La sclerosi laterale amiotrofica (SLA), è una devastante malattia neurodegenerativa che colpisce i nervi – i motoneuroni – nel cervello e nel midollo spinale che dicono ai muscoli cosa fare. I messaggi di questi nervi smettono gradualmente di raggiungere i muscoli, portandoli ad indebolirsi, irrigidirsi e infine sprecare. La malattia progressiva influisce sulla capacità del paziente di camminare, parlare, mangiare e respirare. La SLA colpisce 5.000 adulti nel Regno Unito e attualmente non esiste una cura. Circa il 10% dei casi di SLA sono ereditati, ma i restanti casi del 90% sono causati da complesse interazioni genetiche e ambientali che attualmente non sono ben comprese – questo è noto come SLA sporadica. La causa genetica nota più comune di SLA è una mutazione del gene C9orf72. Sebbene la malattia influenzi la sopravvivenza dei neuroni, altri tipi di cellule di supporto come gli astrociti – cellule gliali nel cervello e nel midollo spinale – svolgono un ruolo importante nella progressione della malattia. Normalmente responsabile per mantenere i neuroni protetti e nutriti, gli astrociti possono diventare tossici nel corso della SLA.

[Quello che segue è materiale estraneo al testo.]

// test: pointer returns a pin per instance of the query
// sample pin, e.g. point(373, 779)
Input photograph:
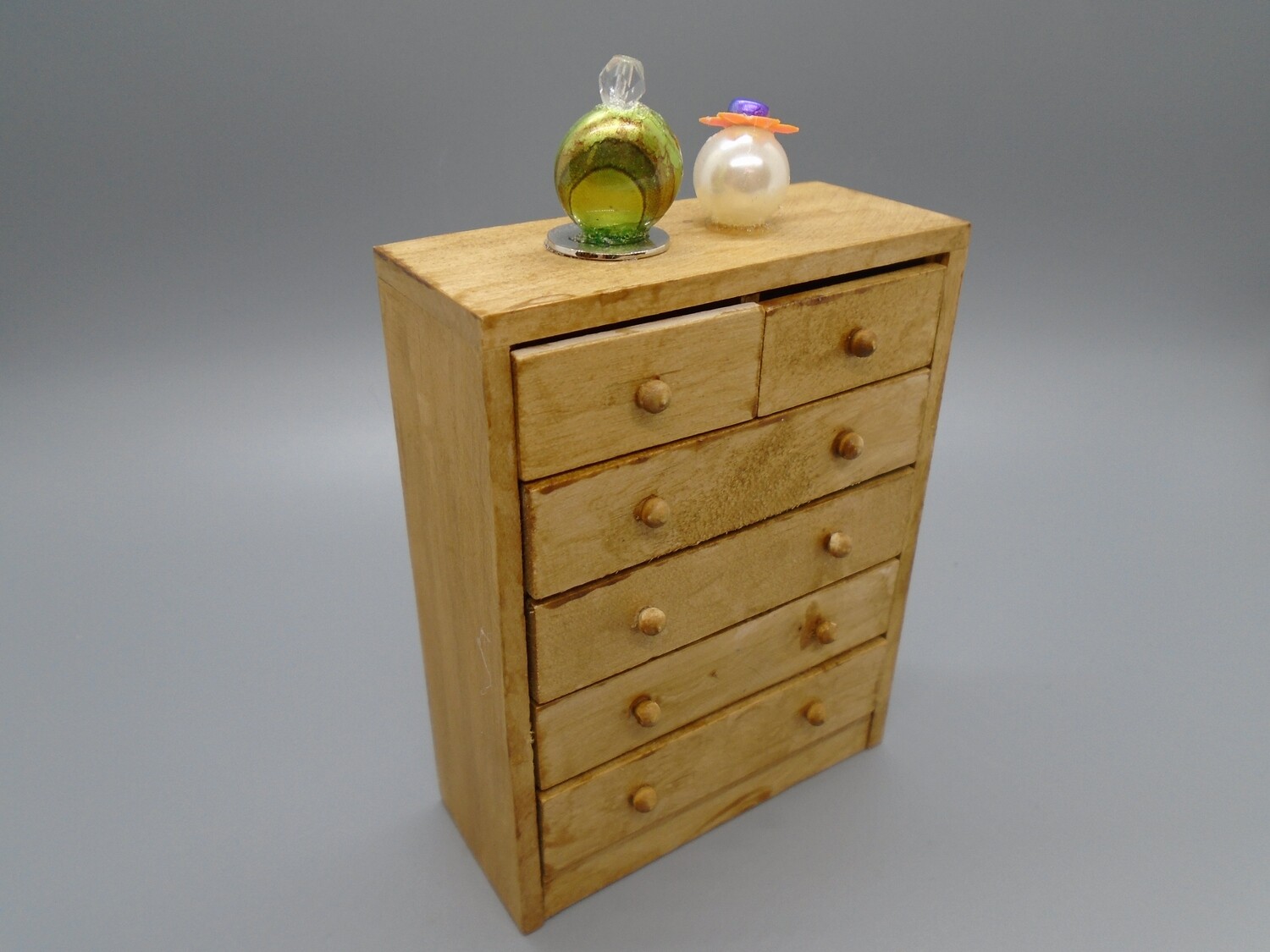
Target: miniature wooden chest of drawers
point(662, 517)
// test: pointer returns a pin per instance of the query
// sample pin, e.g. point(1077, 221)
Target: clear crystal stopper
point(621, 84)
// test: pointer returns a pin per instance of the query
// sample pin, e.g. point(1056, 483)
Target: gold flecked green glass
point(617, 172)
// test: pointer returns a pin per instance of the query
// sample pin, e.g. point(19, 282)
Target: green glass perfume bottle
point(616, 173)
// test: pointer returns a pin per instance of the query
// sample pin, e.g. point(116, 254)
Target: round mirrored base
point(566, 240)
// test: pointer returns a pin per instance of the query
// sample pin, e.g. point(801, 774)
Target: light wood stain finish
point(566, 886)
point(594, 725)
point(614, 470)
point(579, 527)
point(586, 635)
point(840, 337)
point(599, 396)
point(594, 810)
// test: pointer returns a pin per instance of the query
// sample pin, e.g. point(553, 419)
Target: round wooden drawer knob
point(653, 395)
point(647, 711)
point(848, 444)
point(861, 343)
point(653, 512)
point(650, 621)
point(644, 799)
point(838, 545)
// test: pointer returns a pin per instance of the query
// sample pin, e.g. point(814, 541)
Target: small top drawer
point(587, 399)
point(835, 338)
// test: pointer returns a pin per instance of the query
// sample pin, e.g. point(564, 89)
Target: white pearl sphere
point(741, 177)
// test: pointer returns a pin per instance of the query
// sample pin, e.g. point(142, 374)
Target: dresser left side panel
point(452, 406)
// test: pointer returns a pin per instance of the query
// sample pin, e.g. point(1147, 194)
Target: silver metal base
point(566, 240)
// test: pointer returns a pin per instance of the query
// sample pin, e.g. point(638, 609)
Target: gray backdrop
point(213, 713)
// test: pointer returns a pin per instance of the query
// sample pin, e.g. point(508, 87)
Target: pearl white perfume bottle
point(742, 172)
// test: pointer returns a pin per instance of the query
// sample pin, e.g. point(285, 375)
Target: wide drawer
point(583, 636)
point(635, 791)
point(632, 708)
point(841, 337)
point(597, 396)
point(566, 886)
point(599, 520)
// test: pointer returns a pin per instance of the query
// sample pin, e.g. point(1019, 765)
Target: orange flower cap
point(764, 122)
point(748, 112)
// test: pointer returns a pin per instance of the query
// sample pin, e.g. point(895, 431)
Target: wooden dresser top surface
point(512, 289)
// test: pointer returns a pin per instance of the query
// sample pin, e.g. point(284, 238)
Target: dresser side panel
point(926, 444)
point(464, 530)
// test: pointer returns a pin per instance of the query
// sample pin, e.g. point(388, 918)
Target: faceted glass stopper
point(621, 84)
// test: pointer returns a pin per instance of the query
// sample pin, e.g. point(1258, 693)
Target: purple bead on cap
point(748, 107)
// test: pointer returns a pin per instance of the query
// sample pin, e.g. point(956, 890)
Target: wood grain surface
point(583, 525)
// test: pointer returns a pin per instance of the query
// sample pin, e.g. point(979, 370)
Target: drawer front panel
point(601, 721)
point(602, 806)
point(594, 398)
point(807, 353)
point(597, 520)
point(582, 637)
point(566, 886)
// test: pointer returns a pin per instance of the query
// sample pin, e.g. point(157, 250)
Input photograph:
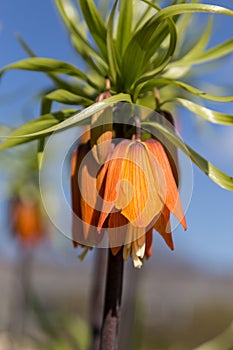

In un organismo sano, queste cellule rilasciano sacche di vescicole contenenti messaggi per comunicare con altre cellule. Nella SLA, queste vescicole extracellulari (EV o exosomi) possono contenere fattori o proteine tossici – non supportano più i neuroni ma invece contribuiscono alla loro morte. Scienziati dell’Università di Sheffield hanno identificato nuove molecole di messaggeri tra le cellule che potrebbero aiutare a proteggere la sopravvivenza dei neuroni – potenzialmente portando a nuovi trattamenti per la MND. La ricerca pionieristica ha scoperto il ruolo di una piccola molecola in grado di regolare le grandi cascate di segnalazione e migliorare significativamente la sopravvivenza dei neuroni – qualcosa che contribuirà a spianare la strada per identificare e sviluppare nuove terapie per le malattie neurodegenerative. La nuova ricerca, guidata dalla dott.ssa Laura Ferraiuolo dell’Università Insitute of Translational Neuroscience (SITraN) dell’Università di Sheffield, ha scoperto che quando la molecola di micro-RNA, che può regolare grandi cascate di segnalazione, viene introdotta in una cultura neuronale astrocitica-motoria, la sopravvivenza dei neuroni è stato significativamente migliorato.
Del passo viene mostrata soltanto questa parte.